Single & Multiple embeddings

  • (Single) Pooled image embedding
    • Helps visual recognition tasks as a global representation
  • (Multiple) More visual tokens (thus more fine-grained)
    • Beneficial for multimodal understanding tasks which require region-level features


Task-specific attentional pooling (for global representation)

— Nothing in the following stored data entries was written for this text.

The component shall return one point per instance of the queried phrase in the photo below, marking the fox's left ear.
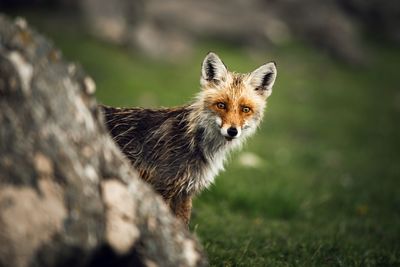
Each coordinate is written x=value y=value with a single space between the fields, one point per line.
x=263 y=78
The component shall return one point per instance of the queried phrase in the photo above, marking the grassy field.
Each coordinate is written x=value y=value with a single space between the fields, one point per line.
x=326 y=189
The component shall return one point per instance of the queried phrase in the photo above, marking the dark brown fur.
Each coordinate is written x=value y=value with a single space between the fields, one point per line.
x=159 y=146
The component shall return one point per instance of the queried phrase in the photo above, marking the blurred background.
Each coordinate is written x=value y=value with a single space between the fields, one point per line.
x=319 y=184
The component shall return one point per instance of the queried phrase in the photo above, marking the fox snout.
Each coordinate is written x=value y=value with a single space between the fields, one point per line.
x=231 y=132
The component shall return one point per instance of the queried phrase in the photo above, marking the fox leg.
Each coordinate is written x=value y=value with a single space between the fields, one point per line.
x=182 y=208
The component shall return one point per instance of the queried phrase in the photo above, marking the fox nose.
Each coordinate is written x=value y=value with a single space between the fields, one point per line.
x=232 y=131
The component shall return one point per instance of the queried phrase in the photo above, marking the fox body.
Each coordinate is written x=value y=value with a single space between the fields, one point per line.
x=180 y=150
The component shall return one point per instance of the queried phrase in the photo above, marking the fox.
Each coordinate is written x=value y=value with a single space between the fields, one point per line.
x=180 y=150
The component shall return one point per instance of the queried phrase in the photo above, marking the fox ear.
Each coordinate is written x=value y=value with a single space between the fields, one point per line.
x=263 y=78
x=213 y=69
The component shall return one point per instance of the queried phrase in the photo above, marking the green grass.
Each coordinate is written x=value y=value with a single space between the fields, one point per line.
x=327 y=192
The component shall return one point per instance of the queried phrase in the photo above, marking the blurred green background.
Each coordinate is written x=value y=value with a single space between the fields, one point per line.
x=318 y=185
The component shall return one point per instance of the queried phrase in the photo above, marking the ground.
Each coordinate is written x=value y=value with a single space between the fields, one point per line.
x=323 y=189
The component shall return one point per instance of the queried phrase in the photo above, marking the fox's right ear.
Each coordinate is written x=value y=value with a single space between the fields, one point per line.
x=213 y=69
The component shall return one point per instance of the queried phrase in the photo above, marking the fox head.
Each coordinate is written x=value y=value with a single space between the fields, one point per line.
x=234 y=102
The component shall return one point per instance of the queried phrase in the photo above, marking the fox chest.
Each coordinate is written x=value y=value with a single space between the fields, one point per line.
x=207 y=174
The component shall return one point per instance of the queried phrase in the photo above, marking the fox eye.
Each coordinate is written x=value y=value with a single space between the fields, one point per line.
x=246 y=109
x=221 y=105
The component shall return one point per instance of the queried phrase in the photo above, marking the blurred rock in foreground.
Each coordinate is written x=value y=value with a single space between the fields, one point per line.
x=67 y=195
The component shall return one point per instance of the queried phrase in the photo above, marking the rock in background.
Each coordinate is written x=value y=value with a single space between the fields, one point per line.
x=168 y=29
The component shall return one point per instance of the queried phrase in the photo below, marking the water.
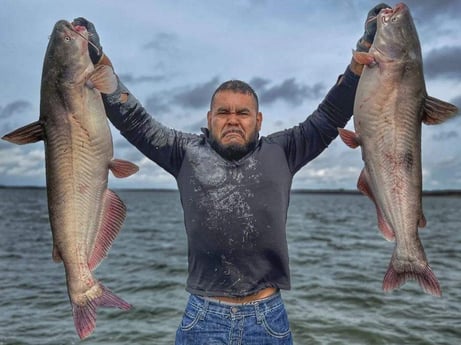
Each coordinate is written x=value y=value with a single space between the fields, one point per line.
x=338 y=260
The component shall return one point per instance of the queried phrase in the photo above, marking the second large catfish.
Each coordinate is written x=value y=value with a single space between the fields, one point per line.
x=390 y=105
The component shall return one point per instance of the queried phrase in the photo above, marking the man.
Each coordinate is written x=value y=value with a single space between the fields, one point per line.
x=235 y=189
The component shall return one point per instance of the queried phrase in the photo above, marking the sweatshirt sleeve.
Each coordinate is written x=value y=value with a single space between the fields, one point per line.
x=306 y=141
x=163 y=145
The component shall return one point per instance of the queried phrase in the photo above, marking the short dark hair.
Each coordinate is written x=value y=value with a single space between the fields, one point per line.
x=236 y=86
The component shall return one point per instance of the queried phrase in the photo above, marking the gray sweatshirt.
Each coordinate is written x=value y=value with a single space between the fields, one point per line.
x=234 y=211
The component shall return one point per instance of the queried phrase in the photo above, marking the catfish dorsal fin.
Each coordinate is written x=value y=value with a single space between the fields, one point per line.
x=104 y=79
x=437 y=111
x=121 y=168
x=27 y=134
x=363 y=58
x=350 y=138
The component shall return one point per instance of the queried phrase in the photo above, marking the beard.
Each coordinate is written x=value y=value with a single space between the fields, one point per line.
x=233 y=152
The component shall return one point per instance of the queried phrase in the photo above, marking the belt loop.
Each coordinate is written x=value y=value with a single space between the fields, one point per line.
x=206 y=304
x=259 y=314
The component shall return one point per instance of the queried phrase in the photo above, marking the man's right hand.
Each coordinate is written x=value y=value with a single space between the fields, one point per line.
x=95 y=49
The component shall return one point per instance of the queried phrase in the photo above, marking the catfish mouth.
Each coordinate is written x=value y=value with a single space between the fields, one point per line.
x=390 y=14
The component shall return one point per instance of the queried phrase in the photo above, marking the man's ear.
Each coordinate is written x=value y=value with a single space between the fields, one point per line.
x=259 y=120
x=208 y=117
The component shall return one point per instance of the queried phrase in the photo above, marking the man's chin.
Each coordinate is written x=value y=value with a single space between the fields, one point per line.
x=232 y=151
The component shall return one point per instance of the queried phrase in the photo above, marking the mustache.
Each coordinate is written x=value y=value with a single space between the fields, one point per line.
x=233 y=130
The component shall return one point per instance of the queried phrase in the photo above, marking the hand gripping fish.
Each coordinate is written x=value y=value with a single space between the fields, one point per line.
x=390 y=105
x=85 y=216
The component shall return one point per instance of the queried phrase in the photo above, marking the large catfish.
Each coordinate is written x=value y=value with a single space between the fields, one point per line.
x=85 y=216
x=390 y=105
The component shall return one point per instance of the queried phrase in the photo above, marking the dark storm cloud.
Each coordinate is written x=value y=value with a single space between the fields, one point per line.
x=443 y=62
x=289 y=91
x=13 y=108
x=131 y=79
x=429 y=10
x=162 y=42
x=197 y=96
x=445 y=135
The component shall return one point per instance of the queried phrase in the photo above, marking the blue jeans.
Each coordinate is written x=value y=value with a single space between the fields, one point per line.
x=208 y=322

  • To be used for different types of training objectives and downstream tasks
  • Pooler = Single multi-head attention layer
    • (Q) \(n_{\text {query }}\) learnable queries
    • (K,V) Encoder outputs

\(\rightarrow\) Can learn to pool embeddings with different lengths for the two training objectives


(3) CoCa for Downstream Tasks

a) Zero-shot Transfer

Leverage both image and text inputs

Tasks

  • Zero-shot image classification
  • Zero-shot image-text cross-retrieval
  • Zero-shot video-text cross-retrieval


b) Frozen-feature Evaluation.

CoCa adopts task-specific attentional pooling (pooler) to customize visual representations for different types downstream tasks

\(\rightarrow\) Enables the model to obtain strong performance as a frozen encoder where we “only learn a new pooler to aggregate features”


c) CoCa for Video Action Recognition

figure2

Input = Mmultiple frames of a video

Process

  • Step 1) Feed each frame into the shared image encoder individually

  • Step 2) (For frozen feature evaluation or finetuning) Learn an additional pooler on top of the spatial and temporal feature tokens with a softmax cross-entropy loss

    • Note: Pooler has a single query token

      \(\rightarrow\) Computation of pooling over all spatial and temporal tokens is not expensive!